Rico followed Ma through the opening and came out into a little room with a cot in one corner, a table, and one chair. Rico took off his hat and sat down.
“They got The Greek,” he said.
“Yeah?” said Ma.
Rico took out a cigar and lit it.
“Listen,” he said, “I want to stay here a couple of days. Then I’m gonna pull out. Get me some magazines and keep me posted.”
“All right,” said Ma, “but it’s gonna cost you, because I’m taking chances, see, I’m taking big chances.”
“Well,” said Rico, “you got my roll, help yourself.”
Ma Magdalena smiled broadly.
“That’s the talk, Rico. Old Ma’ll sure take care of you.”
“OK,” said Rico; “now, get this: in two days I want a car.”

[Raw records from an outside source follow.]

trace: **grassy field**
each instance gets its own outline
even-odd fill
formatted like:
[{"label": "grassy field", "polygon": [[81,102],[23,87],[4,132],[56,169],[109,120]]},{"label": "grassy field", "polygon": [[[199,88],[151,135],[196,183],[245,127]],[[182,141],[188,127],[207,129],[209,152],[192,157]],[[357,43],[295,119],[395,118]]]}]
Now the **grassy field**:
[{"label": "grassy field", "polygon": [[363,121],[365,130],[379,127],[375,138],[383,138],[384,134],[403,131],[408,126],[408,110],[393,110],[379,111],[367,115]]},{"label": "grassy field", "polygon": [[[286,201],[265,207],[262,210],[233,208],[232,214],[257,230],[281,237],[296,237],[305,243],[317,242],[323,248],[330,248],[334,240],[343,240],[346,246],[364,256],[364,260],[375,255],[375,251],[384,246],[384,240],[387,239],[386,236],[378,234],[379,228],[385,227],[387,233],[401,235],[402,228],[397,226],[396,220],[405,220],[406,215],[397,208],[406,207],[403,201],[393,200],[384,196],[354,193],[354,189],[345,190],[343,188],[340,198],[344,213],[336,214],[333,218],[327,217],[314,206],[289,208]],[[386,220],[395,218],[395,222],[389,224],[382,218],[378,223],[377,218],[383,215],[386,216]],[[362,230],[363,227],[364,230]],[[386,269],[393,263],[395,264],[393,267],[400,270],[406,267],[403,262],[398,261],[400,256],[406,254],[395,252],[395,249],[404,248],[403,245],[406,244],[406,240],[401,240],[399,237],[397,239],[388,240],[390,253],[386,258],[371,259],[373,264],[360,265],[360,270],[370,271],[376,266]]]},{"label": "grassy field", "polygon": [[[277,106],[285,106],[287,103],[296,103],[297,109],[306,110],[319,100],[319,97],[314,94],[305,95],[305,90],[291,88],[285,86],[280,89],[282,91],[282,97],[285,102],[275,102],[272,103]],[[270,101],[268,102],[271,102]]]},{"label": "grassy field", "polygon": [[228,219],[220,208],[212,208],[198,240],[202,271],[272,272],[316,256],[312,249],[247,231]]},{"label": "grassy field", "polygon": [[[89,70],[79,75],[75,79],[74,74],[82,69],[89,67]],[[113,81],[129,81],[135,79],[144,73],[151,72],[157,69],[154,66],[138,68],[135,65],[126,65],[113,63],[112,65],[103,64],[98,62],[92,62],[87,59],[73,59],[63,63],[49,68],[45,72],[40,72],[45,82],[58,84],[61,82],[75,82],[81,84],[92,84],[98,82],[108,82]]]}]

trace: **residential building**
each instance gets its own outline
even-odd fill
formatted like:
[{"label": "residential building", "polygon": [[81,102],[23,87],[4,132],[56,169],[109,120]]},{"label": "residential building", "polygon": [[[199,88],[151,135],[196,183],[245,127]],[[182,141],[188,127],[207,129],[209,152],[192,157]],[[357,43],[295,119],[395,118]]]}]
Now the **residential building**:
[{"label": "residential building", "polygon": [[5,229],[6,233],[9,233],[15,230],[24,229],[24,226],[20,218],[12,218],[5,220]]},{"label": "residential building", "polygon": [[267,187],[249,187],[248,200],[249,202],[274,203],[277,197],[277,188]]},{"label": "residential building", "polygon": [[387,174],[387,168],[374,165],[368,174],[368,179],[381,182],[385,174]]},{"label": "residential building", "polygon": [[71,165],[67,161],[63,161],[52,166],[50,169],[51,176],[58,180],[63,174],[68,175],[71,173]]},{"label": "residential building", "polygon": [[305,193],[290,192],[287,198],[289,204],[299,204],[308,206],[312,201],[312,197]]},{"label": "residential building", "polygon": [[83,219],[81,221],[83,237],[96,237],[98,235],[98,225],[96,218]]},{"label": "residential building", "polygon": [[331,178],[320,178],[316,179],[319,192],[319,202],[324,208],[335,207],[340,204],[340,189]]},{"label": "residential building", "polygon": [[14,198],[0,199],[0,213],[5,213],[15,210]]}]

“Arrigo’s got a car. If we go hooking one, it might spoil your getaway.”
“That’s good,” said Rico; “all right, I want a jumper suit, you know, one of them suits like a garage mechanic wears, and a razor.”
“All right,” said Ma Magdalena.
When she had gone, Rico took off his coat and shoes, and lay down on the cot. His nerves were jumpy and he couldn’t seem to get settled. He flung his cigar away and turned his face to the wall.
“Just when I thought things was on the up and up,” he said.
Rico felt resentful, but his resentment was not directed at any specific group or person; it was vague as yet. He turned from side to side on his cot, then he gave it up.
Ma Magdalena came back with a big mug of coffee and a couple of papers. Rico sat down at the table.
“They got Sam,” said Ma.
“Well,” said Rico, “that’s hips for Sam.”
Rico took the papers from her and glanced at the headlines.
Gentleman Joe Wilts
Gang chief named as slayer
Ma Magdalena went out. Rico sat reading the paper and sipping his coffee.
Gentleman Joe Massara looks more like a movie actor than a gunman. When arrested he was wearing an expensive tuxedo and the rings that were taken from him are valued at $3,000.
“To hell with that,” said Rico.
He read on:
Cesare Bandello, known as Rico, the Vettori gang chief, was named as the actual slayer of Courtney. …
“Yeah,” said Rico, “and I’m the only one they ain’t gonna get.”